Após estes quatro meses sem redes sociais, aquilo que posso dizer-vos com grande certeza é que as redes sociais são, efetivamente, redes antissociais.
Vamos a aspetos práticos…
- Quando comecei a usar as redes sociais e, em particular, o Facebook, foi para promover a minha escrita através da divulgação das publicações do meu blogue, Mails para a minha Irmã. Ora, volvidos quatro meses sem FB, posso dizer-vos que o número de visitas e leitores no blogue não diminuiu, pelo contrário, aumentou ligeiramente.
- A minha vida social, por exemplo, eventos em grupo, deixou de estar dependente da selfie perfeita ou da validação de que tinha acontecido através de uma publicação. Os eventos tornaram-se mais tranquilos e genuínos e valem por si mesmos uma vez que desapareceu o espectro da publicação.
- Ganhei mais tempo para mim. Faço tudo com mais calma. Dedico-me às pessoas e às tarefas com muito mais tranquilidade.
- Deixei de ser incomodado por notificações de amigos, de amigos de amigos e de amigos de amigos de amigos, normalmente a chamarem a atenção para publicações com nada de útil ou interessante. O tempo é meu, não é dos outros.
- Socializo mais. Muito mais. Saio com amigos, almoço com amigos, janto com amigos e, durante estes momentos, não interrompo nem sou interrompido por novidades fantásticas que não são novidade e nada têm de extraordinário.

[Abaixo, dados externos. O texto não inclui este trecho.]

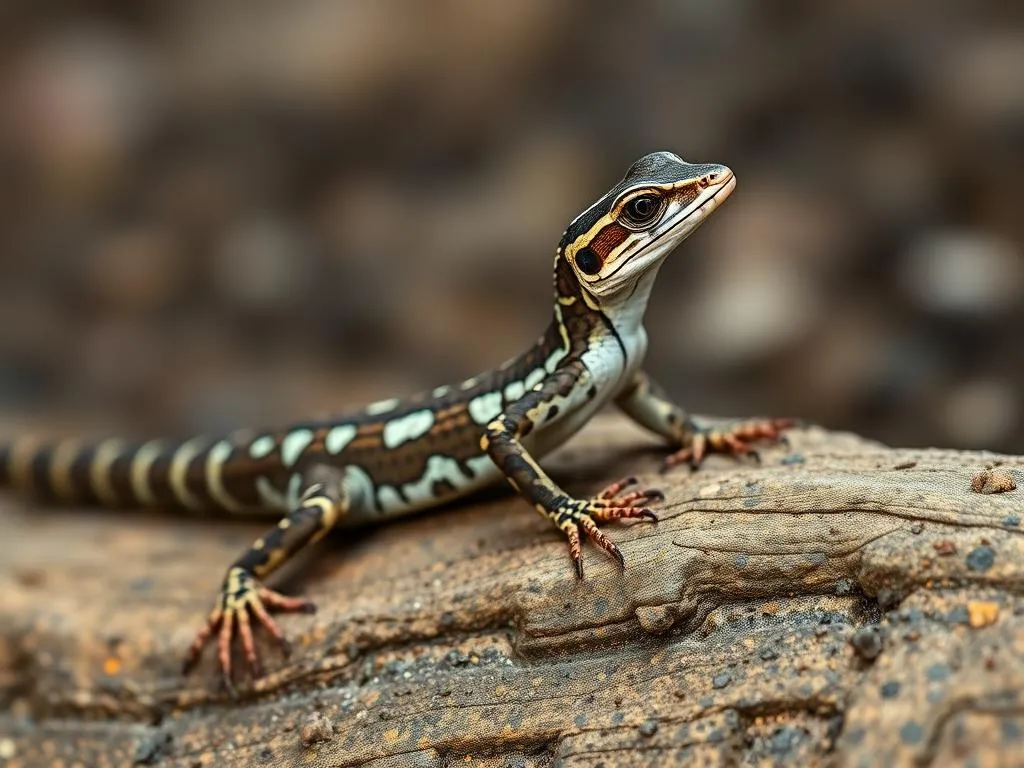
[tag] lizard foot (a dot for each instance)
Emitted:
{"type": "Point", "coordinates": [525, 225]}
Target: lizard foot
{"type": "Point", "coordinates": [734, 440]}
{"type": "Point", "coordinates": [614, 503]}
{"type": "Point", "coordinates": [240, 596]}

- Não perco tempo a dar, nem a receber, os parabéns a pessoas que não conheço. Hoje em dia, quando dou os parabéns a alguém é pela relevância que essa pessoa tem para mim e não porque o Facebook me lembrou.
- Não leio “da-mos” nem “hadem”
- Não tenho de aturar como doutos, muito sabedores, e até especialistas de ocasião, pessoas que são só ignorantes sem mais nada para fazer ao tempo do que repassar imagens com frases lamechas e imprecisas e citações de autores que nunca disseram aquilo que lhes é imputado. Até cheguei a encontrar a mesma citação atribuída a autores diferentes. Se o Einstein, o Obama, o Dalai Lama, o Fernando Pessoa, a Clarisse Lispector, o José Saramago e o Mia Couto soubessem as frases que lhes foram imputadas, refaziam as suas obras e duplicavam as publicações.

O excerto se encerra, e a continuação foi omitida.